28 Agosto 2016 Condividi

Il caldo, il freddo, la paura tra le tende di Amatrice

«Mi chiamo Emanuele, vi mando questi giocattoli e spero che stiate bene, i pelusc (lui lo scrive così) sono per le femmine. Volevo venire, ma mamma ha detto no perché sono piccolo. Ho otto anni. Un abbraccio da Nocera».
Al campo della Croce rossa allestito all’ingresso di Amatrice arriva di tutto. La scelta della Protezione civile di limitare l’ingresso di nuovi aiuti, soprattutto generi di prima necessità, per evitare l’accumularsi di prodotti e alimenti “non necessari”, non ha impedito a Emanuele di far girare i suoi giochini tra i bimbi delle tendopoli in allestimento. C’è tanto da fare, ma le forze in campo sono molte. I gruppi regionali si fanno carico di un’area e lavorano in autonomia, sotto il coordinamento della Protezione civile nazionale. A ora di pranzo non si fa fatica a rimediare un piatto di pasta. Attilio Cochi e Luciana Baccari si guadagnano una panchina. Uniti da cinquant’anni di matrimonio e dalle ultime due notti all’addiaccio. «Quanta paura a restare qui, ma dove altro possiamo andare?», dice l’anziano marito.
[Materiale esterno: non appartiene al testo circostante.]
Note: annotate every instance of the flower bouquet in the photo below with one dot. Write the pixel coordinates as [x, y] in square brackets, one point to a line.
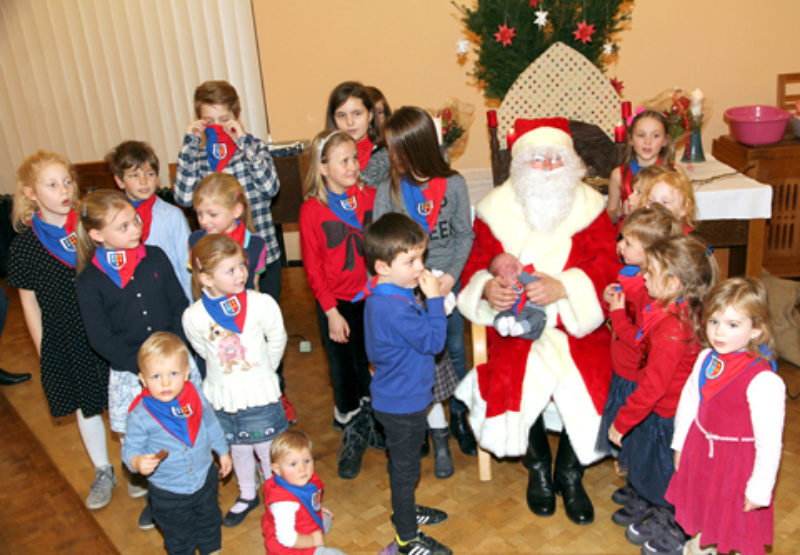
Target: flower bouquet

Poco più avanti un’altra coppia sulla settantina, Renato e Pasqualina Monti. Sette anni fa si trovarono a ospitare ad Amatrice parenti e amici originari dell’Aquilano (Coppito e Montereale). Oggi la situazione si capovolge. «Non abbiamo più niente, siamo riusciti a salvare poco della nostra abitazione», spiegano, «ma adesso quello che conta è essere vivi, e per questo dobbiamo ringraziare Sant’Emidio. Possiamo guardare avanti, anche se ci aspettano mesi, forse anni difficili». Gli occhi del signor Renato non nascondono il timore di non poter rientrare mai più nella propria abitazione, ma la sua voce dà sicurezza alla moglie. «Per noi è importante che si faccia qualcosa subito per salvare il nostro paese».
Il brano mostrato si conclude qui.